Fifty years ago this summer, thousands of college students from around the country -- and from all backgrounds -- volunteered to travel to Mississippi for Freedom Summer, a campaign that sought to register African Americans to vote. Three of those student volunteers were murdered (the 1988 film Mississippi Burning is loosely based on their story) for their advocacy on behalf of disenfranchised African Americans. Those three -- and the thousands who survived Freedom Summer -- changed the world because they chose to "reach down and touch the pain," as folk singer Iris Dement puts it in her 2004 classic "He Reached Down."
Every year, South Coastal Counties Legal Services in Massachusetts helps to place approximately 25 AmeriCorps Legal Fellows in civil legal aid programs across the state. Some are recent college graduates, but a considerable number, especially in recent years, are law school graduates and licensed attorneys. The latest class of AmericCorps Legal Fellows just completed their service.
Like the Freedom Summer volunteers, each of these AmericCorps fellows chose to "touch the pain" in the lives of those who need legal assistance. That choice and that experience has changed their lives -- and will continue to do so -- in myriad ways. The fellows now know something of what it is like to be poor in the richest country in the world. They know something about what it's like to have a son or daughter who is denied a decent education because others made assumptions about the child's abilities based on the color of the child's skin or the first language of the parents. They know that some families seek shelter in their cars on freezing nights in February because it is their best option to stay safe. Though many Fellows were deeply moved and saddened by these injustices, there is no question that their lives have been changed because they have "touched the pain."

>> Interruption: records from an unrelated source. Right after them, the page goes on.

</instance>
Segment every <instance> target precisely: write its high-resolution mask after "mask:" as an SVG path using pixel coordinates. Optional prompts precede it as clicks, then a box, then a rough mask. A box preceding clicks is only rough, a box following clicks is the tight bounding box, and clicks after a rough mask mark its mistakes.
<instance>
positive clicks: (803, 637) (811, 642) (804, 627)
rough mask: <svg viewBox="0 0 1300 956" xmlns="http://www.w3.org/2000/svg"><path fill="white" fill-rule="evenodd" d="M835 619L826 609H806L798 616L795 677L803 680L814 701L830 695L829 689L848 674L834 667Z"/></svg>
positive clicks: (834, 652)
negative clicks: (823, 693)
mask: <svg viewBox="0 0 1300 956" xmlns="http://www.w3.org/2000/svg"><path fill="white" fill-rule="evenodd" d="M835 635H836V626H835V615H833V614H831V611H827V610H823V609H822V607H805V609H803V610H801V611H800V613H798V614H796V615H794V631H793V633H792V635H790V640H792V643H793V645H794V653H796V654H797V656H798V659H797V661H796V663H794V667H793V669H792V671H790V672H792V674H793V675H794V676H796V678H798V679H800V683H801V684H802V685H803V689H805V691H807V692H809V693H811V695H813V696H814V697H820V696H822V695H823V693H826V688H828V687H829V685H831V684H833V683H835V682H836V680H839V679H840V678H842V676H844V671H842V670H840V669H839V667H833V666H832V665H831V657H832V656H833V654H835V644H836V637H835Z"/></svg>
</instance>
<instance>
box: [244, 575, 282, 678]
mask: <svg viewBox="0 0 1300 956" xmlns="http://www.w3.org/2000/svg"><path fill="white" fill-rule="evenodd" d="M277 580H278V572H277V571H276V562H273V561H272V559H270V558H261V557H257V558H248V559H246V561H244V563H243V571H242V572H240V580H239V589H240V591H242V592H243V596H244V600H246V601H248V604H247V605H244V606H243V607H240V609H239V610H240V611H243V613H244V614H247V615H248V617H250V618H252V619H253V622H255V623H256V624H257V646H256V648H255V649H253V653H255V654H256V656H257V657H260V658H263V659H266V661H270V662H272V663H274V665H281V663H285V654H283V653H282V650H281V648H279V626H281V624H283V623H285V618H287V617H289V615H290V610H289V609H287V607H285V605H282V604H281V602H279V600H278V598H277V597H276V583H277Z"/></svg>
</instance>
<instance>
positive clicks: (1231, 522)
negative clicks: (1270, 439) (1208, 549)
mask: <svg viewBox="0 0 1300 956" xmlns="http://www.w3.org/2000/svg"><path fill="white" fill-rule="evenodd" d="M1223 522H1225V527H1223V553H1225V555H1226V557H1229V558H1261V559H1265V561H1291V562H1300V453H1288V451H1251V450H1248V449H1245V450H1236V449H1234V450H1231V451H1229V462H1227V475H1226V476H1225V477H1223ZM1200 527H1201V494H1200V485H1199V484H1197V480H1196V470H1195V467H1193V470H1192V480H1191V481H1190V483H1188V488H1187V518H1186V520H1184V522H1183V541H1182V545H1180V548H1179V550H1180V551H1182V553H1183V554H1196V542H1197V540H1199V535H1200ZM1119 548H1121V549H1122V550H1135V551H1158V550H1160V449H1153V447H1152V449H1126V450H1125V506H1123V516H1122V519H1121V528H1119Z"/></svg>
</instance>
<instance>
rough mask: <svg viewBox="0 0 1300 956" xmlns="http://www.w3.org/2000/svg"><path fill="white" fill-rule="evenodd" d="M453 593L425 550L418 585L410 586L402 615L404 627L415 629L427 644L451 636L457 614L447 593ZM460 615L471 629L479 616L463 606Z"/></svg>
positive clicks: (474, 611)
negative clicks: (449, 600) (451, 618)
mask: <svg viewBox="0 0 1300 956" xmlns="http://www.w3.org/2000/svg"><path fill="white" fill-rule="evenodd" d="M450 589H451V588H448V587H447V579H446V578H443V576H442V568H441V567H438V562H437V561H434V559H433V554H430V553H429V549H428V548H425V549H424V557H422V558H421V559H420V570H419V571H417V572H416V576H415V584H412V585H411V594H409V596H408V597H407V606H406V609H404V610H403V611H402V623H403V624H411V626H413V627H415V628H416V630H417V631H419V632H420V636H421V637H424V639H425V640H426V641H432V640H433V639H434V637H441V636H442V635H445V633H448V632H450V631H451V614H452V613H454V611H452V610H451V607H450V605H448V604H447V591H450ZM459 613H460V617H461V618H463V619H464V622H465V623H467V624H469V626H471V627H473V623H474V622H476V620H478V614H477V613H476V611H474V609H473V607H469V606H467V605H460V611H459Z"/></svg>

Increasingly, fewer and fewer people "touch the pain" of those who are different from themselves, and our society is the worse for it. The opposition to sheltering unaccompanied children fleeing to the US from violence-plagued Central American countries is one recent example. A recent Boston Globe poll about a proposed plan to house migrant children in Massachusetts found that while 50 percent of voters support housing the children on a short term basis, 43 percent believed that the children should be deported following judicial hearings. Just 39 percent said that the children should be allowed to stay when the legal process concluded.
The decision to make the effort to reach out to those with different backgrounds and life experiences, while difficult at times, brings great benefits. Writing in the Washington Post earlier in July, Gregory Rodriguez, the founder and publisher of Zócalo Public Square, observed that "diversity makes us smarter:"
Diversity, however, requires second thoughts. When the consensus is challenged in a homogenous place by the presence of new people, things get interesting. The familiar signs and symbols that undergird our implicit understanding of the world can change in meaning. The presence of conflicting worldviews causes confusion, uncertainty, and alienation for holdovers and newcomers alike. These feelings can either cause people to draw back into themselves--or force them to articulate and justify themselves to those who don't share their view of the world. Or both.
I have no doubt the AmeriCorps Legal Fellows will continue to engage with those who share a different worldview and, most important, will continue to "reach out and touch the pain." In doing so, they are slowly chipping away at inequality and expanding justice for all.